Moelleux ou croquant ? Amer, acide, sucré, salé, umami. Le goût est décrit selon cinq, six paramètres, sept selon certains qui ajoutent le goût gras à la liste. Mais on parle très peu de texture. Manger, cependant, est une expérience qui implique les cinq sens : la vue, l’odorat, le goût et même le toucher. La texture d’un aliment fait partie intégrante de l’expérience gastronomique ; et un goût qui, en plus d’être personnel, est absolument culturel. Lors d’une analyse sensorielle, une série de paramètres sont utilisés, certains jugés globalement positifs pour l’aliment, comme la jutosité ou la friabilité, d’autres négatifs, comme la dureté ou le grain. Et puis il y a des textures qui distinguent des populations entières, tout comme l’amour du piquant ou du sucré. On raffole du croustillant.
Croquant, le goût instinctif que nous recherchons depuis toujours
Il existe un croquant naturel, qui identifie les aliments frais et sains, comme les fruits ou les légumes : carottes, pommes, salades… s’ils ne l’étaient pas croquant serait endommagé. Voici la conclusion de l’anthropologue John S. Allen de l’Université de Californie du Sud dans son livre L’esprit omnivore : notre relation évolutive avec la nourriture. Un peu comme le sucre, nous sommes biologiquement programmés pour le choisir comme aliment. A tel point qu’il a appris à faire des aliments croquants qui ne sont pas croquants à l’origine. La cacahuètes grillé, le croûte de pain, je frit: l’histoire de notre cuisine a évolué et les techniques se sont spécialisées dans le croustillant des aliments et des ingrédients. A tel point qu’aujourd’hui l’industrie agro-alimentaire recherche et développe des produits tellement croustillants qu’ils en deviennent irrésistibles. Essayez simplement de mâcher une chips molle : est-ce toujours aussi bon ? Il est peu probable que nous prenions une seconde bouchée. Empirique, direz-vous, scientifique.
Le son compte aussi
La gastrophysique est la science qui étudie les variables qui influencent la façon dont nous expérimentons la nourriture et les boissons. Charles Spence, psychologue et professeur à l’Université d’Oxford et l’un des plus grands experts mondiaux en gastrophysique, a mené des recherches (sérieuses) pour montrer qu’en modifiant électroniquement le son d’une puce, en l’amplifiant, les dégustateurs perçoivent les Pringles normales plus fraîches et plus croustillantes. Le même chercheur a également montré que les gens donnent des notes plus élevées aux boissons gazeuses lorsque le bruit des bulles est plus intense et rapproché. Alors que les sons ainsi que les perceptions tactiles du croustillant nous amènent à aimer davantage ce que nous mangeons, à en profiter beaucoup plus. Pour le rendre même sensuel, comme dans le cas de l’ASMR. Mais ce n’est pas le cas partout dans le monde.
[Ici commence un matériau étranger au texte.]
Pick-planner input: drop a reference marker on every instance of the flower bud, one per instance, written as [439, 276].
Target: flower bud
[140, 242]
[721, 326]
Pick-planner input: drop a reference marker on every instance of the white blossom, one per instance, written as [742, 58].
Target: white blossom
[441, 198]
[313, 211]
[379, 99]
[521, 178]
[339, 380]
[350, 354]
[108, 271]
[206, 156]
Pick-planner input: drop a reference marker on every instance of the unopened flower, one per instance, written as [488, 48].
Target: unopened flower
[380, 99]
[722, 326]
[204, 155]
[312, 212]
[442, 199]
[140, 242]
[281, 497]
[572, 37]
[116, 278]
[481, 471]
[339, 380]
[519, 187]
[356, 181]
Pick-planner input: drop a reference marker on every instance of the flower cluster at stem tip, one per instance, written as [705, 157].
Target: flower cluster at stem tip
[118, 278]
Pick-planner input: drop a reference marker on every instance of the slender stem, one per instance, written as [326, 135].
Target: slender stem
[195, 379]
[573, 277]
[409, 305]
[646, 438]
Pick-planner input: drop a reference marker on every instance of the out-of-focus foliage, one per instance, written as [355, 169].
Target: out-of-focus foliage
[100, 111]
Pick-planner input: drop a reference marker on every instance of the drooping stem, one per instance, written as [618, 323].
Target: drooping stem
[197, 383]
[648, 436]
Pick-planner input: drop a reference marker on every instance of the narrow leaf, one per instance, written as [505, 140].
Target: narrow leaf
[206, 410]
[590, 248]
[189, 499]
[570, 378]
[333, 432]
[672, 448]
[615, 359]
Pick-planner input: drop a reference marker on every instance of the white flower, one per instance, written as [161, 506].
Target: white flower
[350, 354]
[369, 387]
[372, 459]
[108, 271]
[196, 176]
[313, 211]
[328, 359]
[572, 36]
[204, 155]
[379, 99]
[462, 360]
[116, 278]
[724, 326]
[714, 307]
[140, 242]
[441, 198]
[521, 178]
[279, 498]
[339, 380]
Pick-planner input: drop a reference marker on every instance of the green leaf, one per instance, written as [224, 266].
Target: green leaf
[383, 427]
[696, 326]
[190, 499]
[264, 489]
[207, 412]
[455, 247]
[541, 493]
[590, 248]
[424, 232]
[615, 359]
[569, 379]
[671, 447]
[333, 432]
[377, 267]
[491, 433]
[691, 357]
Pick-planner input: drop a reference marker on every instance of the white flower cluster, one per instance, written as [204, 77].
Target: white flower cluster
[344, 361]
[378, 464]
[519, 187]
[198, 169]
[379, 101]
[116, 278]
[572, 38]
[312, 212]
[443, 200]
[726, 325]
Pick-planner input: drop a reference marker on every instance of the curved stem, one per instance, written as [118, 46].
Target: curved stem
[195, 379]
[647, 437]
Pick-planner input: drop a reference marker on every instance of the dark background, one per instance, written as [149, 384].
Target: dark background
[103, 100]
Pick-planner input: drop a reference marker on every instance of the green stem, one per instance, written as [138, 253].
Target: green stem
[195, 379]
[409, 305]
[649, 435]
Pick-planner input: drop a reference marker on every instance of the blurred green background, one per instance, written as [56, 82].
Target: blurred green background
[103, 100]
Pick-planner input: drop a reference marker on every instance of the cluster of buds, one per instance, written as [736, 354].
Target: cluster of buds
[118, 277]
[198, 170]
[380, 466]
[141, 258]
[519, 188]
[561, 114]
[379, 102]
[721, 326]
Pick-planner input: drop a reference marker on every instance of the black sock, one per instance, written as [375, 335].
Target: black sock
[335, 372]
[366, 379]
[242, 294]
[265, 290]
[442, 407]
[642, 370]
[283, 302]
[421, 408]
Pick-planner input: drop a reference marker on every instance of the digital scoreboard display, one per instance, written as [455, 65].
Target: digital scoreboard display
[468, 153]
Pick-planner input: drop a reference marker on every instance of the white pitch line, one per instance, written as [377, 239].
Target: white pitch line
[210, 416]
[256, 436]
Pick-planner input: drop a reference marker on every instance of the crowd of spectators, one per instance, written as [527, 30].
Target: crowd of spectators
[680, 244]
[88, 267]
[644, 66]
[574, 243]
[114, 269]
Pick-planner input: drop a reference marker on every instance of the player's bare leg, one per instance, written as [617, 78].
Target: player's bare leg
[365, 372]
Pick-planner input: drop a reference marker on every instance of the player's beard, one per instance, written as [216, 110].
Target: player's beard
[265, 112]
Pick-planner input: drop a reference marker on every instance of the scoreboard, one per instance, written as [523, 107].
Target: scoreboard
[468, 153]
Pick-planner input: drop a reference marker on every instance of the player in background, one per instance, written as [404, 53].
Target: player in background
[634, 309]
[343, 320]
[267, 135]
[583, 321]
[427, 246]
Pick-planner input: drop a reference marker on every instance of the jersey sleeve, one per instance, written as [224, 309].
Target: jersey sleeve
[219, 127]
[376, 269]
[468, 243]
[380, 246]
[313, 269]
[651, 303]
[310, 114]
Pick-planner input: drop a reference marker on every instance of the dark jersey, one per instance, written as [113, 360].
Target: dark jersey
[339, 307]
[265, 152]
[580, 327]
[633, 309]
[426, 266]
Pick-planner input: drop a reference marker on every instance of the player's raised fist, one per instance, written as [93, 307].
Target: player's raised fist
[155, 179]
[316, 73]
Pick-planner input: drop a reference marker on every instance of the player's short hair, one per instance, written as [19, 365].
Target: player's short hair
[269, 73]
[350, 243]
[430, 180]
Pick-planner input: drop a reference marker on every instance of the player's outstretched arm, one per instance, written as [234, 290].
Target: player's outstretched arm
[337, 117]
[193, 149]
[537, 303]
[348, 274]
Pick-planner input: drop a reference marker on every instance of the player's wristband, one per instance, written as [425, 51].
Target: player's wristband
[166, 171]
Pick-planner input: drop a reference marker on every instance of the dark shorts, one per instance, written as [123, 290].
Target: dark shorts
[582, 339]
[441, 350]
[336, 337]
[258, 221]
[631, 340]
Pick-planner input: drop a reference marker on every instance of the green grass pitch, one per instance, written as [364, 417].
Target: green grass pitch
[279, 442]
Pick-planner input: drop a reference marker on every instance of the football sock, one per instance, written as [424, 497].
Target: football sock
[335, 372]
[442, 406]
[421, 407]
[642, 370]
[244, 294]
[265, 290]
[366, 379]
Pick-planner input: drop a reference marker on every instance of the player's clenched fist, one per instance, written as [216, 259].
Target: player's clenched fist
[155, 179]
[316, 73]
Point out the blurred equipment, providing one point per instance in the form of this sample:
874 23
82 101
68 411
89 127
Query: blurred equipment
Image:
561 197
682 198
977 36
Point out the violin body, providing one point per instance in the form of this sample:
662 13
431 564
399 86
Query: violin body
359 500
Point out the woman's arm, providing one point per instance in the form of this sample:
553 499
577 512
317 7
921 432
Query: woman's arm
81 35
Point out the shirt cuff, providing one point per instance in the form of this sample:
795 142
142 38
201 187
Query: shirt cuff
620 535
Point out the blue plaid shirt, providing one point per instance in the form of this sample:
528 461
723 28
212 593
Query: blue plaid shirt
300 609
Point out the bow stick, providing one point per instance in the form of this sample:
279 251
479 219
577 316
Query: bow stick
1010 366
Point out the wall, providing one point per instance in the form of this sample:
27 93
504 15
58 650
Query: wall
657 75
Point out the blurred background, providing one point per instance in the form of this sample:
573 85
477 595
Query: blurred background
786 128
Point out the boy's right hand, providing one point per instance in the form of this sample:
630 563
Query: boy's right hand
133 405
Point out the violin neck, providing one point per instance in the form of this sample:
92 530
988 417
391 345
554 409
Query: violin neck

Le goût « Q » pour l’élastique et le caoutchouteux
En Orient, les textures traditionnellement les plus appréciées sont celles à texture croquante. Au Japon, par exemple, il existe un terme pour désigner la texture des aliments délicieusement visqueux : neba-neba. Ils ont un mot pour définir cette sensation car ils ont une tradition gastronomique d’aliments avec cette consistance : le natto (soja fermenté), algues ou tororo (une pomme de terre qui est râpée crue et qui prend une consistance mucilagineuse). À Taïwan, il existe une définition de la consistance caoutchouteuse et glissante, ils l’appellent « Q ». Le riz gluant, le mochi, les boulettes de riz, les ramen en bouillon, les tripes, les boules de tapioca du bubble tea ou, pour mieux trouver une référence commune, les bonbons gélifiés. Dans toute la Chine, les plats sont consommés pour leur texture plutôt que pour leur saveur : méduses, nouilles de pommes de terre, pâtes et konjac. Ou tout simplement, du tofu. L’élasticité, le caoutchouteux, le glissant sont une délicatesse, et ce n’est pas un hasard si sucer un bol de nouilles dans un bouillon n’est pas du tout considéré comme impoli. Au contraire.
Il suffit d’écouter quelques vidéos d’AMSR : la texture et son son sont sensuels et relaxants d’une manière diamétralement différente. Le monde est divisé en qui mâche et qui suce. Mais comme on dit, de gustobus non est disputandum.